The 30 countries saw their tax revenues increase, on average, from 15.1 percent to 16.5 percent of GDP between 2010 and 2018, the report notes.

“The increase in the average tax-to-GDP ratio in the continent is of particular importance as tax revenues are a more sustainable source of public revenues over the long term in comparison to non-tax-revenues, which have been declining over the past years largely due to a fall in commodity prices driving down revenues from royalties and continuing decreases in grants,” the report says.

The pandemic threatens public revenues by reducing demand for commodities, the prices of which will drop sharply as a consequence, the report says. African countries whose economies depend on tourism will see losses in that sector caused by border closures and travel restrictions. Also, the report says, less international trade will reduce revenue from trade taxes, and overall lower levels of economic activity will reduce income tax revenue and social security contributions.

Before the pandemic, the African Development Bank had projected the continent would see GDP growth of 3.9 percent in 2020 and 4.1 percent in 2021. Those projected gains have been reversed by the pandemic. The IMF estimates that revenues in sub-Saharan Africa will decrease on average by 2.6 percent of GDP (compared with 2019), while government spending will increase by 0.9 percent of GDP.

African countries should deal with the effects of the pandemic before setting up structures that will facilitate domestic resource mobilization, the report says. One opportunity noted by the OECD is the implementation of the African Continental Free Trade Area, which has been delayed by the COVID-19 pandemic. The report says fast implementation could protect the continent against future economic shocks.

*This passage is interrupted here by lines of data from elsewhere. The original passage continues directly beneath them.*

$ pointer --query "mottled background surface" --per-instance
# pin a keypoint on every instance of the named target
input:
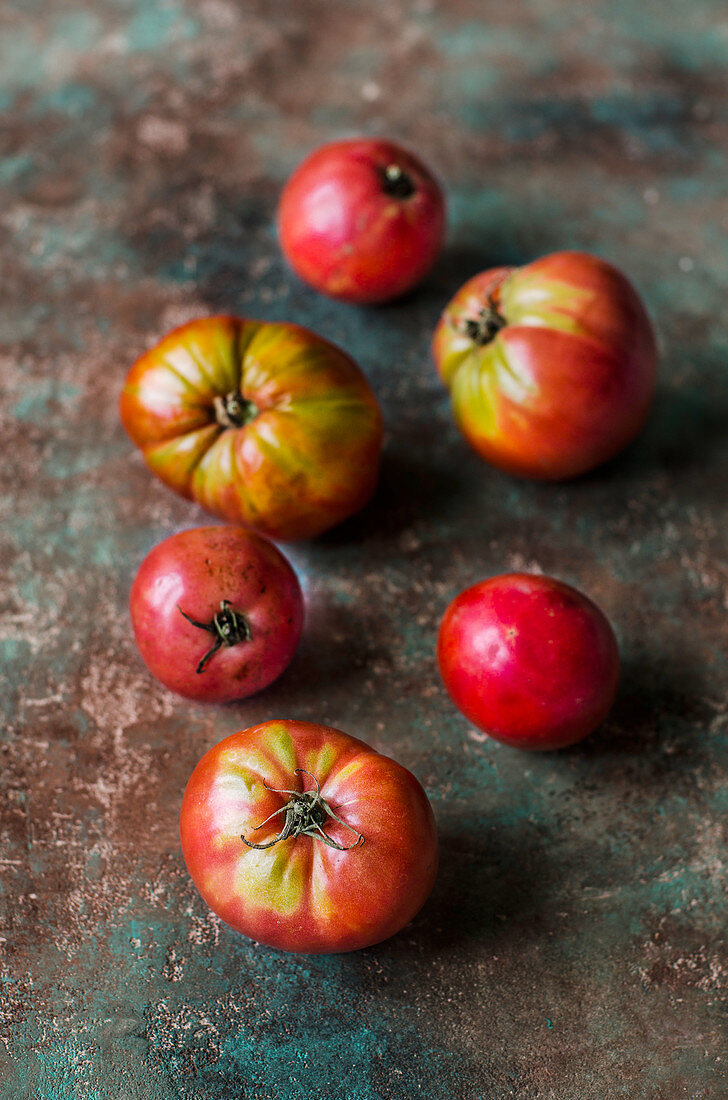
(575, 944)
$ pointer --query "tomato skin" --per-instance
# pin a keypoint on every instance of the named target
(195, 571)
(307, 458)
(300, 894)
(529, 660)
(344, 235)
(566, 382)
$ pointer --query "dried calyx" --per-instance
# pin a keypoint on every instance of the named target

The free trade area could aid in the development of the African pharmaceutical industry and promote food security by decreasing the continent’s reliance on imported food, the report says. Trade tax revenue losses for countries that have high levels of trade taxes measuring over 4 percent of GDP should be monitored, it says, because these countries might have more revenue to lose from the elimination of taxes on intracontinental trade.

African countries could also expand the use of taxation to address environmental issues, but any plan must take into account several countries’ reliance on fossil fuel subsidies, the report says, noting that Cote d’Ivoire, Nigeria, and South Africa received more than $1 billion in fossil fuel subsidies in 2015. It recommends that countries reform energy subsidies and implement environmental taxation to mobilize more government revenue.

Logan Wort, executive secretary of the African Tax Administration Forum, said in an OECD webinar announcing the report that countries reliant on extractive industries like oil should look at diversifying revenue streams and broadening their tax base. While these countries’ tax-to-GDP ratio might appear high, he said, there is cause for concern because of the unstable nature of the tax base. According to the report, the forum has recommended that governments refrain from waiving or suspending environmental taxes during the COVID-19 crisis because long-term environmental goals take precedence over short-term tax relief.

Mario Pezzini, director of the OECD Development Centre, said during the webinar that African countries should focus on reducing their debt, either through restructuring or improving borrowing terms. Tax-to-GDP ratio in Africa is much lower than in Latin America and the Caribbean and OECD countries, he said, adding that without adequate tax revenue, “it’s very difficult to ensure the basic functioning of the state."